For those services that says file missing, I want you to check the folder themselves and see if the file is actually missing. If not, try restarting the service (right click My Computer->Manage->Services and Applications->Services and look for the services....double click and make sure Startup type is automatic and hit the Start button if it's not started already).

Whatever is doing this must be hiding pretty well...run one more tool below.
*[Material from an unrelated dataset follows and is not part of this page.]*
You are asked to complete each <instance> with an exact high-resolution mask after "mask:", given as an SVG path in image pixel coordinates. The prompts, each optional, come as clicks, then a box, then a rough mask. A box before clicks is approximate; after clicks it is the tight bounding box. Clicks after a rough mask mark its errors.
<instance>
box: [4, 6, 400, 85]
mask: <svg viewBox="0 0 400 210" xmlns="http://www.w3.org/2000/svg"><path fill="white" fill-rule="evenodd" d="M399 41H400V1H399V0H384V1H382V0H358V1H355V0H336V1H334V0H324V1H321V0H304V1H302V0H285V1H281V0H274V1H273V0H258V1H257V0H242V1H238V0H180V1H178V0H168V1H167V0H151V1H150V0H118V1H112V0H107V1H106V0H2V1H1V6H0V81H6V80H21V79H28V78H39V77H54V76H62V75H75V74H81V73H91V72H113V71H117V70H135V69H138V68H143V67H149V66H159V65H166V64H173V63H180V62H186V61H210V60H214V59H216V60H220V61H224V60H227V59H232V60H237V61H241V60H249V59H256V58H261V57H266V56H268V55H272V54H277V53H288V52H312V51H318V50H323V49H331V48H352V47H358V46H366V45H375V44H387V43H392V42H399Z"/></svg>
If that still won't find anything, I'll have to send you over to the Windows forum and see if it's more of a Windows issue at this point.

Right click on this link http://www.silentrunners.org/Silent%20Runners.vbs and choose Save As...Save it to your desktop. Before proceeding, disable any anti-virus or anti-spyware programs that may block/disable scripts. Launch SilentRunners by double-clicking the downloaded file. In the ensuing window, select 'No' to avoid skipping supplementary searches. Please be patient as the script requires a few minutes to complete. When it's done, you'll receive the prompt 'All Done!'. It will create a file called 'Startup Programs'. Post ALL its contents here.